Constitutional Diversity and Differentiation in the European Union

One of the methods for overcoming impasses in the EU's legal setup has been differentiation between MS. The paper will analyse the reasons behind the adopted forms of differentiation, focusing on legal preconditions. The main question is whether national constitutional concerns played a role in the adoption of any of these solutions. Where (quasi-)federal states adopt similar differentiation between their constituent parts (asymmetry), importance is given to reasons, including constitutional, for asymmetry, since they may play a role when granting some constituent parts an asymmetric position. If it is confirmed that there exists a correlation between national constitutional concerns and differentiation, there would exist a level of constitutional contingency of differentiation among MS. In that sense, differentiation could be explained as a tool for the realization of respect of (constitutional) diversity in the EU.
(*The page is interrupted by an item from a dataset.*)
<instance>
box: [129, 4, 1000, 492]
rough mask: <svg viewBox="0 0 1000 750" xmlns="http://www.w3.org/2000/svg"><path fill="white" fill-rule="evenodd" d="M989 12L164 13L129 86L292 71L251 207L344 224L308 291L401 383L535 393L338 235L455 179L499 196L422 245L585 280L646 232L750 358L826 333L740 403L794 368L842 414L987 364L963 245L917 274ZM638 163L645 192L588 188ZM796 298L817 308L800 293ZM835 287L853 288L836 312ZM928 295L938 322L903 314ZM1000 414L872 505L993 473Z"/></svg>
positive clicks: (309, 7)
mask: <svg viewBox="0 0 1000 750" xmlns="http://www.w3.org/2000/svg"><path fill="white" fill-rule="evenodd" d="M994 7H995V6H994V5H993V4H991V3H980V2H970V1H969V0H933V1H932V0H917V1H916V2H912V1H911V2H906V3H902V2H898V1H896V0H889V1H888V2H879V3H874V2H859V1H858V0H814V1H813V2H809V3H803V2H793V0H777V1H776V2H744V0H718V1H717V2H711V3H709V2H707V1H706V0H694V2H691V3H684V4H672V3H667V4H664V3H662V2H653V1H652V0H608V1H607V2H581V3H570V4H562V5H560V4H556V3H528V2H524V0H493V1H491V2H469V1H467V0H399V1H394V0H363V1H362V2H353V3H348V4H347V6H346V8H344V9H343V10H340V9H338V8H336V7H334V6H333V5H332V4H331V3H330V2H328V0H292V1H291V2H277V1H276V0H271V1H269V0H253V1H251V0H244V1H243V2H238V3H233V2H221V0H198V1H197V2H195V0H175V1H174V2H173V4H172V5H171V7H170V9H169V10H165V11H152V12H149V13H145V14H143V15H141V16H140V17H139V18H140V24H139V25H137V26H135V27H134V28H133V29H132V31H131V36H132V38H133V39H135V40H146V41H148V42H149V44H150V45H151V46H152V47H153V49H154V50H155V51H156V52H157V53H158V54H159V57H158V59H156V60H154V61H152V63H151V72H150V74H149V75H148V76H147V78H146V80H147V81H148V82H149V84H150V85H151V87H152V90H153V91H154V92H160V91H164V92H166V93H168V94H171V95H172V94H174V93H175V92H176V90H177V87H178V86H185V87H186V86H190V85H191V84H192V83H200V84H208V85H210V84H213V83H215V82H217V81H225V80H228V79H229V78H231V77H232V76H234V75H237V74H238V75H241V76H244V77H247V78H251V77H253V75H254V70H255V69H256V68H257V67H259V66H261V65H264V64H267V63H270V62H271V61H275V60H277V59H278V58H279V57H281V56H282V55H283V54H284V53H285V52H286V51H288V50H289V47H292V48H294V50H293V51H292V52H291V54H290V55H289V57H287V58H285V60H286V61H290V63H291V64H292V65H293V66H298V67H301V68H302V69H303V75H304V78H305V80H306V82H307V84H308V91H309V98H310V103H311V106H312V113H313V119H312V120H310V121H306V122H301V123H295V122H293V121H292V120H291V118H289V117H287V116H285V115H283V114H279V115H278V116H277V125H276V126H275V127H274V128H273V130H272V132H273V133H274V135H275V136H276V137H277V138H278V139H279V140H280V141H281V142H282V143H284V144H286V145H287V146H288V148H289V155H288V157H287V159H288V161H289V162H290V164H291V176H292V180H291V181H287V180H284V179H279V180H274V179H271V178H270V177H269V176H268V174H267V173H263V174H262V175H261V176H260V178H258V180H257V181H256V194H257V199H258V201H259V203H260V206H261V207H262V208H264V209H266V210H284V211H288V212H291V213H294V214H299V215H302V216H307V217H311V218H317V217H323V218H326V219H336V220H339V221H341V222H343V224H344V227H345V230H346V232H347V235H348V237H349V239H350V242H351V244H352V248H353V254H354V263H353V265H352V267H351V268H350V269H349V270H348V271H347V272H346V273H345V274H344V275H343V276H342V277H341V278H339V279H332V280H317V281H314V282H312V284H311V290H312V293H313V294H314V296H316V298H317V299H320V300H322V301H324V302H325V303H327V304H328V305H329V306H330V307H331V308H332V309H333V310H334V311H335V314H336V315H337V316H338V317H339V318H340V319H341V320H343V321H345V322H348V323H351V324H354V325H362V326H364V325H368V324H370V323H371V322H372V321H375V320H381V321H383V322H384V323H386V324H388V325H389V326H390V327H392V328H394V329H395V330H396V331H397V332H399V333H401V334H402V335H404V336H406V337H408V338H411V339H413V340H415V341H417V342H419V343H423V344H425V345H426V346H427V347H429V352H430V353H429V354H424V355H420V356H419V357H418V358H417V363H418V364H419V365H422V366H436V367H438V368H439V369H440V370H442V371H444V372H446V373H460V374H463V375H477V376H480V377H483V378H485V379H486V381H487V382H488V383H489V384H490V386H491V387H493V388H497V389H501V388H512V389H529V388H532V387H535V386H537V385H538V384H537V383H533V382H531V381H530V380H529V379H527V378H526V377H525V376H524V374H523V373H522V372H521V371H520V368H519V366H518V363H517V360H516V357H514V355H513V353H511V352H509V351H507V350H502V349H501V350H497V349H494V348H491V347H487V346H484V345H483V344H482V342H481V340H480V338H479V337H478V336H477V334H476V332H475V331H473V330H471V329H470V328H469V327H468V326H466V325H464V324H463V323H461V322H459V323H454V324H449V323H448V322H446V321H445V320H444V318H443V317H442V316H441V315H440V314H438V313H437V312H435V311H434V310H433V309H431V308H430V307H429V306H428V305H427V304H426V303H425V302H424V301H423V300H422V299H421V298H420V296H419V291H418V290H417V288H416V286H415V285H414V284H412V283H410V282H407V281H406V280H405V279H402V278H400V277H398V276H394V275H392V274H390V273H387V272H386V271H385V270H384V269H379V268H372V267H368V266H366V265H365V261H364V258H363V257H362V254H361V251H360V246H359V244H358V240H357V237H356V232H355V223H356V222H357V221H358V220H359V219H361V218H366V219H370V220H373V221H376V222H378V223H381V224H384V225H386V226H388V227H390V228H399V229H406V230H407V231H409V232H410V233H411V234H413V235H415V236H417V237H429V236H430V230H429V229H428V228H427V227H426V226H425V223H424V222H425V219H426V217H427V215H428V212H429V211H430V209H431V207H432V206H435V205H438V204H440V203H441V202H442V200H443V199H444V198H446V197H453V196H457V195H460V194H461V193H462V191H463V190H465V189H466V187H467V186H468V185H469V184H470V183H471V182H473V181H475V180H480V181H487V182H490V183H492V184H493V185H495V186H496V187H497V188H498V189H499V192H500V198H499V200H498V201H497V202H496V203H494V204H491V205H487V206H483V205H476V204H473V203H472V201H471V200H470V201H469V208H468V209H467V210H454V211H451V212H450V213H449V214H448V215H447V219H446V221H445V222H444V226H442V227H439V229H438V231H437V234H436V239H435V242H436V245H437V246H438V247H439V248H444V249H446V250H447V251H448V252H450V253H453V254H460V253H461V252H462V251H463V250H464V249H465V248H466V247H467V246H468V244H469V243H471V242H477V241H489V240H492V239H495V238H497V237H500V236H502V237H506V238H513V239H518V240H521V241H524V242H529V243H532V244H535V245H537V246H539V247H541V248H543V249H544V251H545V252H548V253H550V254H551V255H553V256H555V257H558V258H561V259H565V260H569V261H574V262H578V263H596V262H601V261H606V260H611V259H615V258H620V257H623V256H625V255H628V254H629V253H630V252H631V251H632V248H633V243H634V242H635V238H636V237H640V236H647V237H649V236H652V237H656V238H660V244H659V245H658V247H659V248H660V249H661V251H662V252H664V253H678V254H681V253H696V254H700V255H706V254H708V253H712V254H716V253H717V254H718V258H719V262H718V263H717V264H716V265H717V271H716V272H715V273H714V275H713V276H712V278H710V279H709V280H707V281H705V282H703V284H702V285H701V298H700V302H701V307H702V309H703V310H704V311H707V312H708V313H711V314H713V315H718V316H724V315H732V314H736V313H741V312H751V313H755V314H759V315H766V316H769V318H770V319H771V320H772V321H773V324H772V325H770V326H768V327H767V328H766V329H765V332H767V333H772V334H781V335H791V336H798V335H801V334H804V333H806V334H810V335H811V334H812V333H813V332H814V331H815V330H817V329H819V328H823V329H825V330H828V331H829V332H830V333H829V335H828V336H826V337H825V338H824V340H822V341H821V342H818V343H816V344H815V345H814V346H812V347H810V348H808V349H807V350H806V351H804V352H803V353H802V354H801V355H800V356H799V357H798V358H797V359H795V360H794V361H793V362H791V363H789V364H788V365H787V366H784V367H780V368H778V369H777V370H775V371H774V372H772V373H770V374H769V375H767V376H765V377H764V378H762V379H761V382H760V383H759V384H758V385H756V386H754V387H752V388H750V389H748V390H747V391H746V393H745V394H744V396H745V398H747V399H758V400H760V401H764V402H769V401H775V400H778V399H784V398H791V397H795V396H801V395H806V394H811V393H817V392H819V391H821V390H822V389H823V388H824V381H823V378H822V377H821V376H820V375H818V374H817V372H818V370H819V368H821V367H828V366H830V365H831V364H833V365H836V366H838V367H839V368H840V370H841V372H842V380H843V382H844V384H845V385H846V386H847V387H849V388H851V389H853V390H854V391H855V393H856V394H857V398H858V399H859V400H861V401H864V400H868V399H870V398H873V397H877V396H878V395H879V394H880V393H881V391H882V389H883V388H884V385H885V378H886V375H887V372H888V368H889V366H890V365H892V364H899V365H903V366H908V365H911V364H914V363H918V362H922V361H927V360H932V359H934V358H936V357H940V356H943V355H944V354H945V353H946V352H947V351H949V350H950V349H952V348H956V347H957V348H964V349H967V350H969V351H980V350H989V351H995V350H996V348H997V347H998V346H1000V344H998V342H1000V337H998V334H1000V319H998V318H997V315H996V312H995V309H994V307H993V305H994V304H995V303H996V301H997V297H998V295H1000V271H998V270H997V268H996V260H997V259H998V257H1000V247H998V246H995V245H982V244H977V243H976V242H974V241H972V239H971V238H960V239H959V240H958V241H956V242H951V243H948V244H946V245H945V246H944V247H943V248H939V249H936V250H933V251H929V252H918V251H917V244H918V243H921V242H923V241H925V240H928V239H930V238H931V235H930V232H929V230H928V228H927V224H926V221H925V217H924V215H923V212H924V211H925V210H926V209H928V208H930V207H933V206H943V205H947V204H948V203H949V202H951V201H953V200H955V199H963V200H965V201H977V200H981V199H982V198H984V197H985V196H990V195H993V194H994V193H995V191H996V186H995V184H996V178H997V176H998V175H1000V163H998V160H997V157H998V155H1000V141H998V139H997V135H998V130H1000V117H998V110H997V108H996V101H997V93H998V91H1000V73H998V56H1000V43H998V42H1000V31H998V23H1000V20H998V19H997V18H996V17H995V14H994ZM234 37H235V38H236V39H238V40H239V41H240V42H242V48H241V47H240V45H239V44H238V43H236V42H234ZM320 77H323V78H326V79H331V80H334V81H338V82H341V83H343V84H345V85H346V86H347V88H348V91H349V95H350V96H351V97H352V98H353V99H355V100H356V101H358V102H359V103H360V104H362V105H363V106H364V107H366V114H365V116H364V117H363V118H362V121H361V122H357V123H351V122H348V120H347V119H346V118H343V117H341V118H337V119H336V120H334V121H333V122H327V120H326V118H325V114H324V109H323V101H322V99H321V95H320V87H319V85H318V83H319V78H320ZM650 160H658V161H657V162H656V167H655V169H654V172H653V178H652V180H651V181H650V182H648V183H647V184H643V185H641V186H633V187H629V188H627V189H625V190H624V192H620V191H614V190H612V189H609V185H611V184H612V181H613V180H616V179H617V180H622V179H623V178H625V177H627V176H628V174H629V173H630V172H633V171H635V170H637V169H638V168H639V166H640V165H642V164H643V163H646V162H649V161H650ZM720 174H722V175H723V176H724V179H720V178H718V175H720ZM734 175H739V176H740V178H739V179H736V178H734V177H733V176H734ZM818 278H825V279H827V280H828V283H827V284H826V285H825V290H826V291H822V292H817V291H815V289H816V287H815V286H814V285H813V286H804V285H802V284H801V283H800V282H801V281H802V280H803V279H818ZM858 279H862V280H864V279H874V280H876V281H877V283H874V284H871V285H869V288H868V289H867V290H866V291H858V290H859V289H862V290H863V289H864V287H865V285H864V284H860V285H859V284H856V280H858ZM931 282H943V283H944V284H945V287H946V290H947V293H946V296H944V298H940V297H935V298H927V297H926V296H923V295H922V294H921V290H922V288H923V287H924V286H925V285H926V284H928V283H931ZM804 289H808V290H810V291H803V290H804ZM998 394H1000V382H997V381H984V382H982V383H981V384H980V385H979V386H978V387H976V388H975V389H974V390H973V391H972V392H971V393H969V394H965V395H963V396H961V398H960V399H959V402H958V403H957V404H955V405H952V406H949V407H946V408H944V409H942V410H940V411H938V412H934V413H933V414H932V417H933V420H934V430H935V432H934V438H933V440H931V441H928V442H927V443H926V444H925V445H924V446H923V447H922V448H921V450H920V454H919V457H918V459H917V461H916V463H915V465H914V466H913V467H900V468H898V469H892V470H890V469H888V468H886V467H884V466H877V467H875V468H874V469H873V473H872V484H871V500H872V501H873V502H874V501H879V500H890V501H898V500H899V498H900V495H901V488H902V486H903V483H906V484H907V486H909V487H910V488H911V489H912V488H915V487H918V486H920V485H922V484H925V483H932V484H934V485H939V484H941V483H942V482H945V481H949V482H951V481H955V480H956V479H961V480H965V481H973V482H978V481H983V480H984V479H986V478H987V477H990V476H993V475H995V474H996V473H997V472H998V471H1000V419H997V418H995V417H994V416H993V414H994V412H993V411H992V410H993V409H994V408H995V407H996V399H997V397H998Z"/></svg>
Exploring constitutional asymmetry as a federal advice in conflict accommodation

A theoretical split between traditional and contemporary federal theories generates two important aspects linked to constitutional asymmetries: firstly, the understanding of the stability of the constitutional system; and secondly, related to the first, the potentials of using constitutional asymmetries as a federal device in conflict accommodation. Unlike the traditional federal approach, the contemporary federal perspective remains open for dynamic interpretation of stability and for discussing the application of constitutional asymmetries as a tool ensuring the stability of the system. To that end, the paper explores: firstly, the theoretical split between traditional and contemporary federal theory with regards to multi-tiredness, multinationalism, and constitutional asymmetry; secondly, its effects on the stability of a system; and thirdly, prospects about using constitutional asymmetry in conflict accommodation.

Harmonized EU Standards and Constitutional Identities

The EU fundamental rights operate in a multileveled and intertwined equilibrium. Notwithstanding its pluralistic composite, the traditional doctrine is still widely based on the perception that full harmonization is a desirable and feasible approach. The paper identifies the inevitable contradiction of such understanding with the very nature of its sources, various standards and the necessary reflection on constitutional identities. Hence, it concludes that only a necessary “safety net” may be achieved or aspired to. In addition, the paper then critically scrutinizes the minimum standard of protection. While aspiring to pluralistic, decentralised and context-specific understandings, this alternative considerably contributes to different dilemma. It seriously undermines the unity and effectiveness of the EU law, creates a composite structure with ambiguous combinations of varying national and supranational standards and it opens up the Pandora's box for potential national abuses.

Constitutional pluralism beyond ideal theory

Constitutional pluralism was born in the days of liberal constitutional triumphalism, when the commitment of all actors to the values of liberal constitutionalism was uncritically assumed. But 25 years after its inception, these assumptions seem increasingly shaky. With the rise of authoritarian populism in parts of Europe, it has been argued that it is time to definitively replace pluralism with uncontested primacy of EU Law. However, the lack of constitutional consensus in the EU just as much erodes the assumptions underlying the demand for uncontested EU law primacy as those underlying some principled form of constitutional pluralism. I argue that, in the age of ‘constitutional bad faith', normative theory must be recalibrated: we need to shift from ideal to nonideal theory in thinking about the European legal order. We can no longer assume that all actors within the European legal order would feel addressed by our normative demands, and normative theory should reflect this.

The Use and Abuse of Constitutional Identity (Claims) in the European Union

The concept of constitutional identity and the corresponding constitutional identity clause of Article 4(2) TEU has been a hot topic of European law ever since its introduction with the Treaty of Maastricht. Conceived as a counterweight to the increased power(s) of the European Union and a symbol of protecting Member State sovereignty vis-à-vis the European Union, it reflects the need to balance between a supranational legal order and national diversity. The indeterminate legal nature and content of constitutional identity can make it difficult to judge constitutional identity claims made by Member States and their institutions. Whereas some claims were deemed valid by the CJEU, other recent constitutional identity claims are questionable and require closer examination concerning their compatibility with EU law. A closer examination of the use (and abuse) of constitutional identity claims should provide a clearer image of its content and its use as a shield and sword by Member States.

Constitutional Traditions Common to the Member States in CJEU Jurisprudence: A Genesis

The relationship between the legal orders of the EU and the Member States is not only defined in the Treaties but also through a variety of finer, less imposing manners in which spheres of legal influence (rather than areas of competence strictu sensu) of the EU and the Member States interact. Focusing on fundamental rights jurisprudence and the “constitutional traditions common to the Member States” standard, this paper provides a historical narrative on the role constitutional traditions of Member States (CCTs) have played in the evolution of fundamental rights in EU law through the jurisprudence of the CJEU. It argues that before the proclamation of the Charter in December 2000, CCTs played a crucial part in bringing rights to the fore of Community law – it was through comparative considerations and references to CCTs that fundamental rights were invented by the Court.